Sounds simple, but there are many different methods of casting, all with unique characteristics.
Metal Casting Process Characteristics
Several features unite different variations of the metal casting process:
- The production process is high volume and low cost.
- Complex shapes may be cast, eliminating or minimizing the use of other manufacturing processes like machining, forging, and welding.
- It offers the ability to cast large-scale objects like pump housings or valves.
- Uniform material properties like machinability, bearing, and strengths are obtained on the cast object.
- Cutting weight reduction is obtained by allowing products to be cast as thin-wall casting.
Beyond these shared traits, the metal casting process features two main categories: expendable and reusable.
- Reusable molds can be reused after the castings are ejected.
- Expendable molds are consumed during the casting process.
Most molds consist of a minimum of two pieces forming a cavity where the liquid metal is poured to produce the metal castings.
Different Methods Of Casting Commonly Used In Manufacturing
Sand casting is reusable; in most cases, it uses permanent patterns to produce molds. Liquid metal is poured through orifices or into the mold to form the casting, and the casting has to cool down before being ejected.
The advantages of this method are that it can produce complex shapes, has a low cost, and is suitable for materials with poor elasticity. The disadvantages of this method are that surface finishes are usually rough and have an imprecise tolerance.
Shell Mold Gravity Casting
This method is expandable and uses chemically bonded sands that utilize polymeric or chemical glues to hold the sand grains together. It uses a permanent pattern in most cases to create the molds.
A heated pattern is placed over a sandbox with chemically bonded sands at the bottom in the shell mold process. The box is turned, so the bonded sand lays on the heated pattern forming the molds. The shell mold is then cured in a heated oven, allowing the properties to become uniform. Finally, the shell mold is removed, obtaining the final molds for casting.
The main advantages of this process are the casting surface finish quality, the ability to produce thin wall thickness, and complex castings. The main disadvantages of this process are the high production costs and casting prices, high pattern cost, and size and weight limitations of casting.
Low- & High-Pressure Die Casting
The low-pressure die casting method fills a mold and lets the casting solidify under pressure, and the metal is forced into the die from below low-pressure die casting.
The high-pressure die casting forces liquid or semisolid metal into a mold under high pressure and lets the casting solidify under pressure. Both methods are reusable.
The principal advantages of these processes are that the parts are relatively cheap, labor cost is reduced through the automatization process, and the final product has a high accuracy dimensioning. The main disadvantages of these processes are that the high melting-point metals are not suitable, long lead time, air trapped in the mold chamber affects the final product, and changes to parts and designs are usually time-consuming.
The investment casting process commonly uses a wax replica or any polymer pattern to which a thick ceramic coating or refractory material is applied. The wax or refractory material is removed, the ceramic fired, and the molten metal poured into the cavity created by the pattern.

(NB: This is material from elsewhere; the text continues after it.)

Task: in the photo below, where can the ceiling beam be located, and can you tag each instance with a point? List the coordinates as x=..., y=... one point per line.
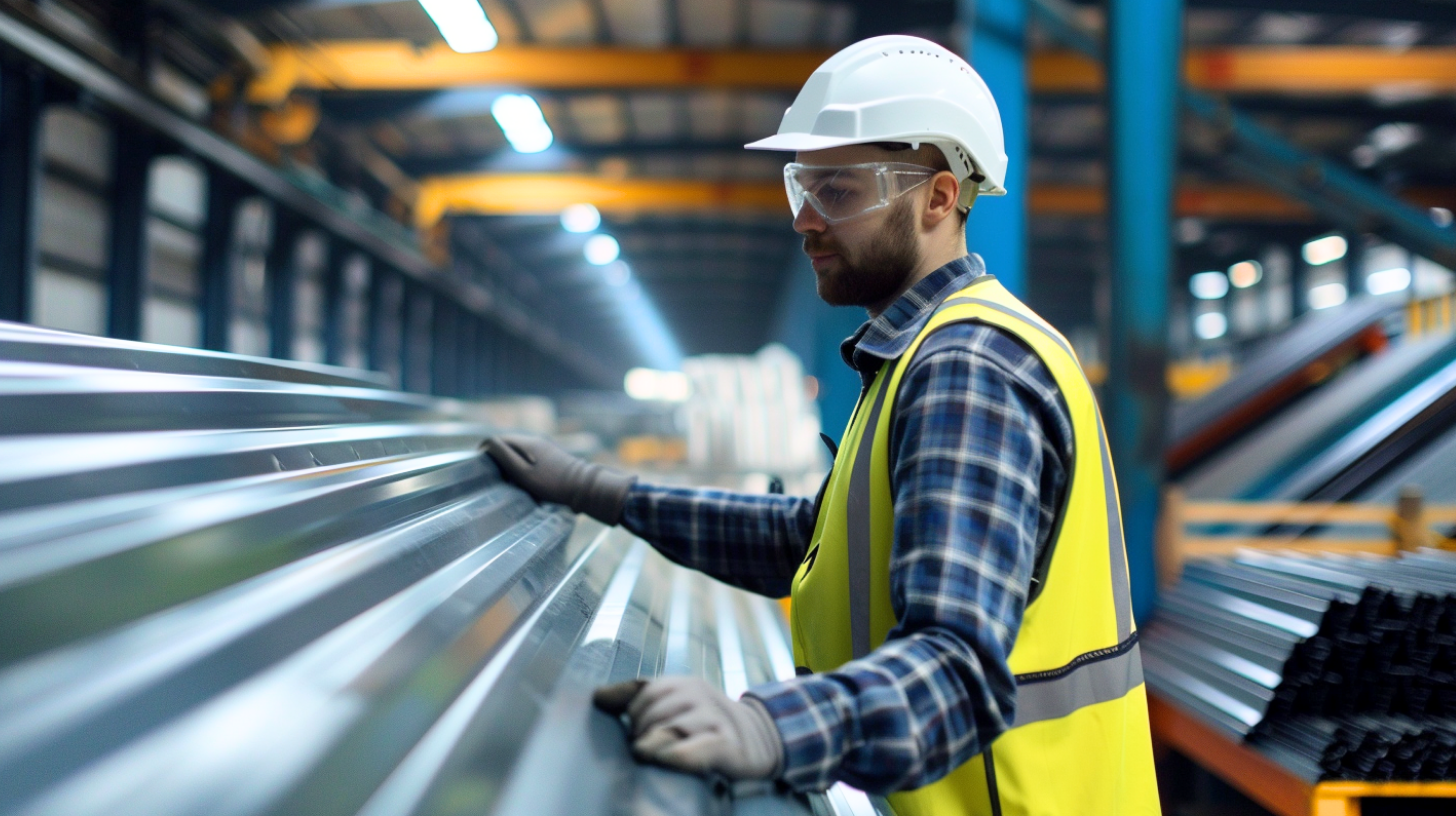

The main advantages of this process are that complex parts can be created using a single piece of investment casting, a smooth surface finish is achieved, dimensional precision is achieved, and wax material is reused. The main disadvantages of this process are the high cost due to specialized equipment, multi-step processes, and parts that are difficult to cast if they require small and deep holes.
The tilt casting process involves a connection between the casting crucible, the mold, and the coordinated tilting of both the crucible and the mold itself.
The main advantages of this process are automation, standardization, waste minimization, and scalability. Some disadvantages are the possibility of damaging moving parts and the difficulty of working with them in constraint spaces.
The centrifugal process consists of reusable molds. The main characteristic of this process is that a measured volume of liquid metal runs into a spinning mold. The melted metal is transported to the outer side of the mold due to the centrifugal forces created by the centrifugal forces.
The main advantages of this process are the high density achieved that results in increased mechanical strength product, inclusion, and lighter impurities, and no gates and risers are needed. The main disadvantages of this process are the inaccurate inner diameter of the product and the limitation of alloys that can be cast through centrifugal casting.
Lost Foam Casting
The lost foam casting process uses a foam replica coated with a refractory material which is then immersed in loose sand, creating a mold. The foam then evaporates when the melted metal enters the mold.
This process's main advantages are ease of use, the simplified procedure, and high dimensional accuracy. The main disadvantages of the lost foam casting process are that it is more expensive when compared with different methods of casting and creates a low-strength final product.
Vacuum Die Casting
This process uses a vacuum tank and pumps to extract the gasses in the mold cavity when the molten metal is poured into the hole.
The main advantages of this process are superior final casting mechanical properties and surface quality, reduction of cavity back pressure, and improvement of filling conditions. The disadvantages of this process are the difficulty of installation and sealing, leading to a higher cost and the need for specialized labor personnel.
The squeeze casting process utilizes a two-part mold, a cope (top) and a drag (bottom). Molten metal is poured in the drag, and the cope squeezes the metal giving it a final shape.
The main advantages of this process are eliminating internal pores, shrinkage, and other defects, its ease of automatization, and its low surface roughness. The main disadvantages of the squeezing die casting process are the high setup cost, the long lead time, and the difficulty of modifying a design.
Choosing a Metal Casting Method
Comparing and evaluating the different methods of casting can be challenging. A cast can have multiple ways of manufacturing, and selecting the process will depend on the casting needed and its characteristics.
The best method is using a simulation casting software, where you can emulate and visualize the entire process, analyze the advantages and disadvantages of each approach, and gather information about the final product. Simulation casting software helps manufacturers reduce error, identify production problems, and analyze product characteristics.